73. Tipo e codificação mudam a análise

Elemento Exemplo Decisão necessária
Categórica nominal tipo de vínculo categorias mutuamente reconhecíveis
Categórica ordinal intensidade leve/moderada/grave ordem e origem dos pontos de corte
Quantitativa discreta número de consultas período de contagem e duplicidades
Quantitativa contínua idade, escore, medida clínica unidade, precisão e valores possíveis
Data/tempo início do acompanhamento formato, marco temporal e cálculo derivado

Transformar uma variável contínua em categorias pode perder informação; se houver ponto de corte, sua justificativa deve ser anterior à análise.

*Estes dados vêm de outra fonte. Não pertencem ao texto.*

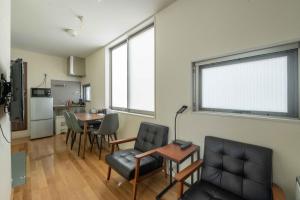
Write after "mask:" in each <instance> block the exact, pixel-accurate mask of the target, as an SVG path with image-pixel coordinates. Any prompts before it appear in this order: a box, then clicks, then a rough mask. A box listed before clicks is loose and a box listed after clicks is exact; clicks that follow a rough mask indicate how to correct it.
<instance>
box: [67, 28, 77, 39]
mask: <svg viewBox="0 0 300 200" xmlns="http://www.w3.org/2000/svg"><path fill="white" fill-rule="evenodd" d="M65 32H66V33H68V34H70V35H71V36H72V37H76V36H77V35H78V32H77V31H76V30H74V29H71V28H66V29H65Z"/></svg>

74. Em qualitativa, categorias não precisam ser antecipadas

Alguns estudos partem de dimensões orientadoras; outros constroem categorias durante a análise. O projeto deve distinguir perguntas do roteiro, conceitos sensibilizadores e categorias analíticas finais. Antecipar respostas rígidas pode impedir que a experiência dos participantes seja realmente examinada.

Variável sem definição

“Será avaliada ansiedade dos estudantes.”

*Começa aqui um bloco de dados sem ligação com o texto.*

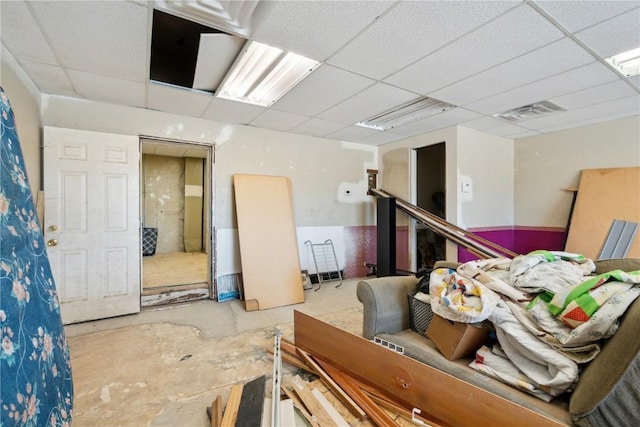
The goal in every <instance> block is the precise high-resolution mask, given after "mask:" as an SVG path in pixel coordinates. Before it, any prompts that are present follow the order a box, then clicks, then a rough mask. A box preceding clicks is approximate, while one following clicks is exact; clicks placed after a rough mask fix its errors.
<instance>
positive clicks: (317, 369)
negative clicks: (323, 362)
mask: <svg viewBox="0 0 640 427" xmlns="http://www.w3.org/2000/svg"><path fill="white" fill-rule="evenodd" d="M298 353H299V354H300V357H301V358H302V359H303V360H304V361H305V363H306V364H307V365H309V366H310V367H311V368H312V370H313V372H314V373H315V374H316V375H318V376H319V377H320V378H322V381H323V382H324V383H325V384H326V385H327V387H329V389H330V390H331V391H332V392H333V393H334V394H335V395H336V397H337V398H338V399H340V401H341V402H342V403H343V404H344V405H345V406H346V407H347V409H349V411H350V412H351V413H352V414H353V415H354V416H355V417H356V418H359V419H363V418H364V417H365V416H366V413H365V411H364V410H363V409H362V408H361V407H360V406H359V405H358V404H357V403H356V402H355V401H354V400H353V399H352V398H351V396H349V395H348V394H347V393H345V392H344V390H343V389H342V388H341V387H340V385H338V383H336V382H335V381H334V380H333V378H331V376H330V375H329V374H328V373H327V372H325V370H324V369H323V365H320V364H318V363H317V362H316V361H315V360H313V358H312V357H311V356H310V355H309V353H307V352H306V351H303V350H300V349H298Z"/></svg>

Operacionalização rastreável

“Sintomas ansiosos serão representados pela pontuação total do instrumento X, aplicado segundo suas instruções; categorias serão usadas apenas se sustentadas pelo manual ou estudo de validação adotado.”

Agora aplique

Construa uma linha completa do quadro

  1. Escolha o desfecho principal.
  2. Defina-o conceitualmente.
  3. Declare exatamente como será observado.
  4. Indique fonte, tipo, unidade ou categorias.
  5. Explique qual objetivo utilizará esse dado.
Checklist da etapa

Antes de considerar esta parte concluída

0 de 5 itens verificados

Referências e leituras

  1. BAPTISTA, Makilim Nunes; CAMPOS, Dinael Corrêa de. Metodologias de pesquisa em ciências: análises quantitativa e qualitativa. 2. ed. Rio de Janeiro: LTC, 2016.Ver registro editorial
  2. LAKATOS, Eva Maria; MARCONI, Marina de Andrade. Técnicas de pesquisa. 9. ed. São Paulo: Atlas, 2021.Ver registro editorial
  3. VIEIRA, Sonia; HOSSNE, William Saad. Metodologia científica para a área de saúde. 3. ed. Rio de Janeiro: Guanabara Koogan, 2021.Ver registro editorial
Conexão com o projeto do grupo

Da aula para o template

Produção deste momento

Quadro de operacionalização

Conceitos, papéis analíticos, definições operacionais, fontes, escalas, categorias e momentos de medida.

Onde isso aparece

Maturidade esperada: Operacionalização inicial completa; pontos de corte e instrumentos dependerão de fontes e licenças verificadas.

Orientação para o grupo

Construa no Drive uma tabela com nome, papel, definição, fonte, tipo, unidade ou categoria, codificação e momento de medida.

O site conduz a aprendizagem. O documento compartilhado no Drive continua sendo o registro oficial das versões do grupo.